The mantra, one that has been sacrosanct for 14 years now, is simple: “Never forget.”
No, we shall never forget the victims, the nearly 3,000 who perished in terrorist attacks upon this country 14 years ago today. We shall never forget the survivors, those from all corners of the country who continue to bear the scars of Sept. 11, 2001. And we shall not forget the resolve, the sense of national unity and shared purpose that was forged, however fleeting it might have been.
So today, as the nation pauses to recall the horrific events of 9/11, we call upon members of Congress to demonstrate that they, too, will never forget a day that seems so long ago, yet remains so fresh in the memory.

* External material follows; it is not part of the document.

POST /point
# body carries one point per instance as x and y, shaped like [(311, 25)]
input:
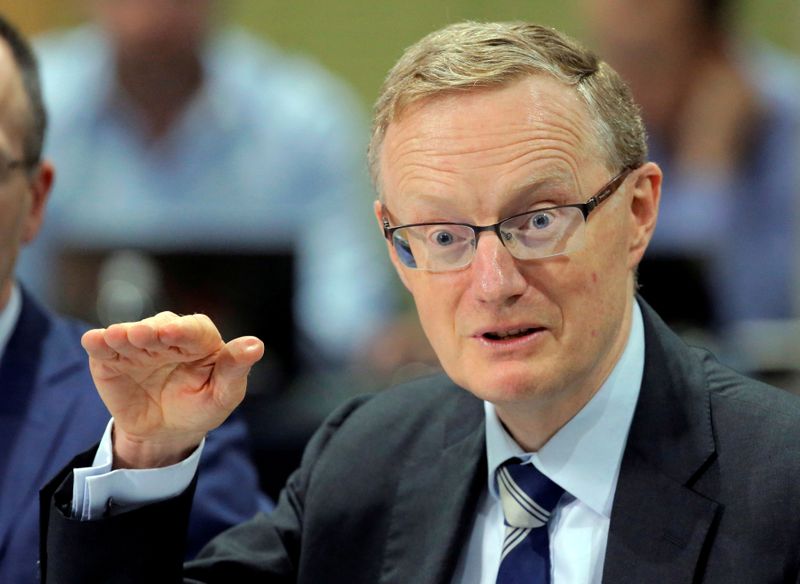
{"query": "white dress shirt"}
[(583, 458)]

The first issue involves the Zadroga 9/11 Health and Compensation Act. The legislation, named for a New York City Police officer who died of a respiratory illness in 2006 that was attributed to his exposure to toxic chemicals at the World Trade Center site, contains two parts: The 9/11 World Trade Center Health Program, and the September 11th Victim Compensation Fund. It became law in early 2011 and had a five-year window.
Congress should renew the fund, and we frequently are presented with reminders of why. Three weeks ago, for example, Marcy Borders died at the age of 42 from stomach cancer. Borders was a bank clerk in the World Trade Center, and she became known as “The Dust Lady” when a picture of her, covered in fallout from the wreckage, received worldwide circulation.
There is no certainty that Zadroga or Borders died as a result of their exposure related to 9/11, but there is little doubt that those who were there have experienced high rates of cancer and other illnesses.
According to Newsday, more than 33,000 people have illnesses or injuries that have been connected to the Sept. 11 attacks, and more than 70,000 are being monitored for possible symptoms. Those include residents from all 50 states and all but six congressional districts.
While Congress should provide for those still living with the aftermath of 9/11, it also should urge transparency in examining the events of the day. Those who forget history, it is said, are destined to repeat it; the fate could be even worse for those who ignore that history.
In December 2002, a congressional panel concluded its inquiry into the attacks, eventually producing an 838-page report. But 14 years later, a 28-page portion of that report remains classified. Former Sen. Bob Graham, D-Fla., chairman of the investigation, has said, “There is compelling evidence in the 28 pages that one or more foreign governments was involved in assisting some of the hijackers in their preparation for 9/11.”
The American public has a right — and a need — to know what is in those pages, and Sen. Rand Paul, R-Ky., has introduced the Transparency for the Families of 9/11 Victims and Survivors Act in an effort to declassify the information. The bill has been referred to a Senate committee.
Nearly a decade-and-a-half since 9/11, what transpired that day continues to inform U.S. policy, both foreign and domestic. It also continues to influence the American psyche while reminding us simultaneously of our nation’s strengths and its vulnerabilities.
As another anniversary arrives, the American public once again will live up to its vow to never forget; Congress should do the same.